Sexual Harassment at Work: How Abuses of Power Begin

As a legal HR consultant for businesses large and small, I have investigated some difficult harassment complaints.  Sexual harassment can include unwelcome sexual advances, requests for sexual favors, and other verbal or physical harassment of a sexual nature.  The most difficult ones are the ones that begin as consensual relationships but then turn into ugly abuses of power.

At a company I consulted for, an employee filed a complaint against her manager.  The manager had been requiring sexual favors. If she refused, he threatened to fire her.
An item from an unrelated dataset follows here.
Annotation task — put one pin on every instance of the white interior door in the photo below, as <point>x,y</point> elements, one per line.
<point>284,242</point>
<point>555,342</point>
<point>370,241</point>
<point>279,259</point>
This is pretty textbook sexual harassment.  It’s called “quid pro quo”, which means “this for that”.  It’s the stereotypical example of harassment where a superior bases employment decisions upon sexual favors.  (To learn more about the definition of sexual harassment, see this post.)  
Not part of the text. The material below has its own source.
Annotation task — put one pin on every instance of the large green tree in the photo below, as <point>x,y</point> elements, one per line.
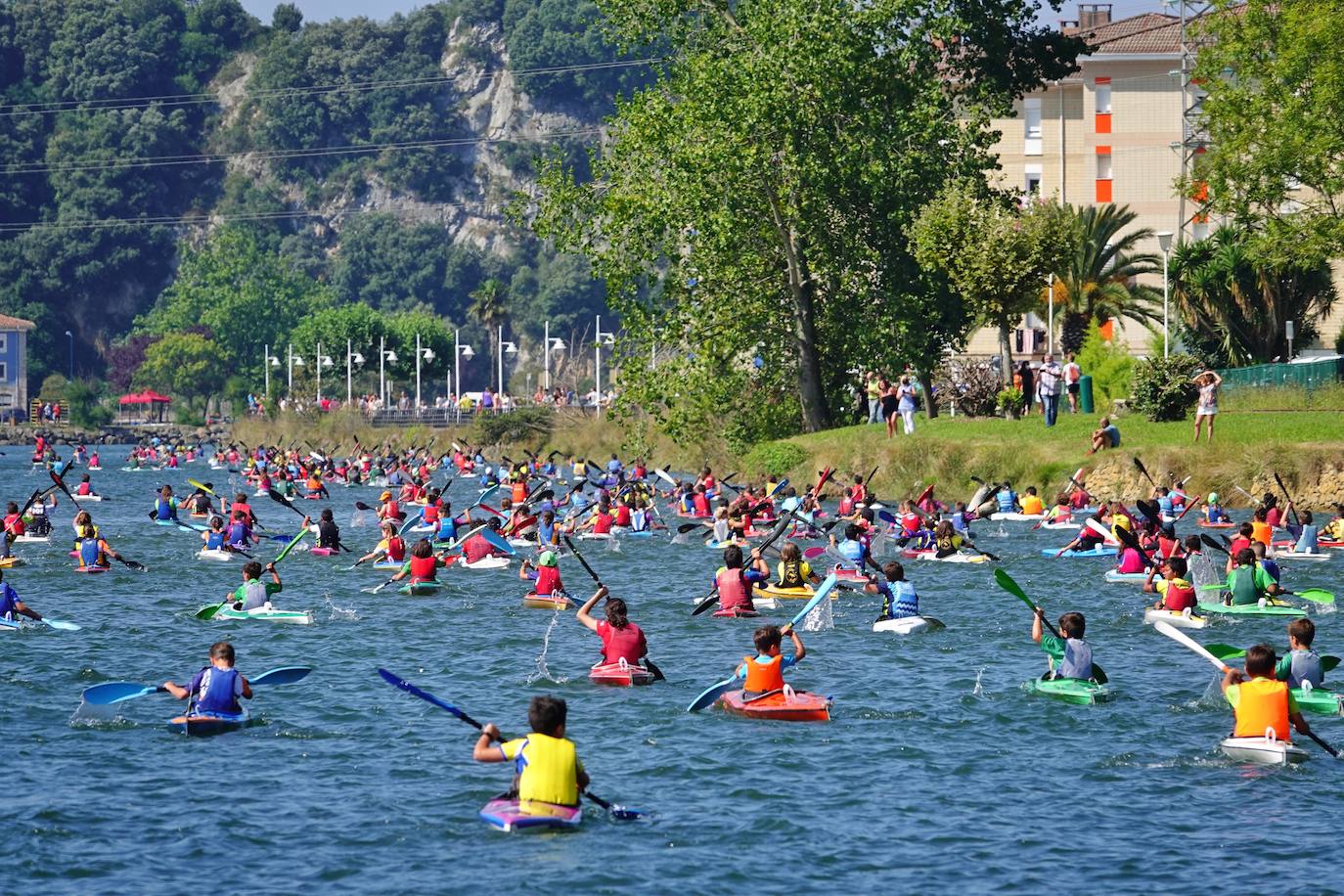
<point>751,203</point>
When the employee reported this to me, she hung her head down and rarely looked up.  She began by saying, “I will probably be fired because I have had an affair with my boss for the past two years.”  She said that she was okay losing her job because she could not stay silent any longer.   
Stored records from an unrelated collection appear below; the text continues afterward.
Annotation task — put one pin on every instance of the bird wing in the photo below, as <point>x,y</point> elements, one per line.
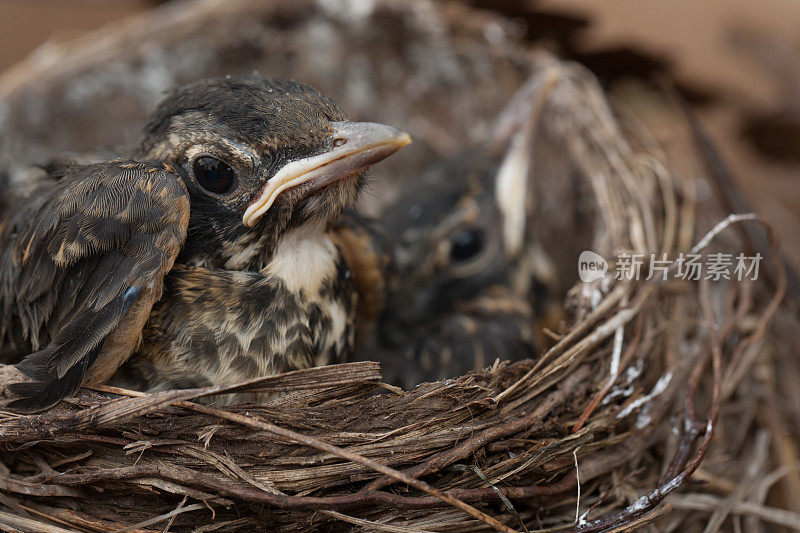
<point>81,264</point>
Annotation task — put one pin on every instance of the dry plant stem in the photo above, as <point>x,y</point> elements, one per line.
<point>709,503</point>
<point>627,356</point>
<point>335,450</point>
<point>568,388</point>
<point>29,524</point>
<point>651,500</point>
The affair allegedly began more innocently and did not involve such an overt quid pro quo.  She said that one day at work he asked her to go to dinner with him.  He gave her flowers on the date; she had not received flowers from a man in 15 years.  She said she willingly saw him again, and she became his girlfriend very quickly.

But after only a few months, it got ugly.  He began to text her during work or when she was at home with her daughter.  His texts used graphic language about what he wanted her to do to him.  If she did not respond fast enough, his texts became threatening and aggressive.  She began to tell him “no” in the text messages.  He threatened to tell HR about their relationship and said that he would fire her.

The victim here thought it was her fault.  Although I had led an anti-harassment training frequently at this company, she felt she was responsible and had broken the rules. As I interviewed her about what happened, she hung her head down, crying as she showed me the text messages she had saved.  

Her manager was a key employee at this business.  When I gave the final report of the investigation to an executive at the company, his face turned red.  He looked at me and said, “This man is a criminal.”  He terminated the manager on the spot. Then he found the employee who had been harassed and told her that he would make sure she was protected.  

When you do have to investigate claims of sexual harassment at your workplace, handle the investigation confidentially and focus on the evidence.  Neither the victims nor the accused want the situation being gossiped about.  Remember that a consensual relationship really cannot happen when it is a superior-subordinate relationship.   Make it known to your employees that should it occur, they can report harassment to you and that you will take care of it.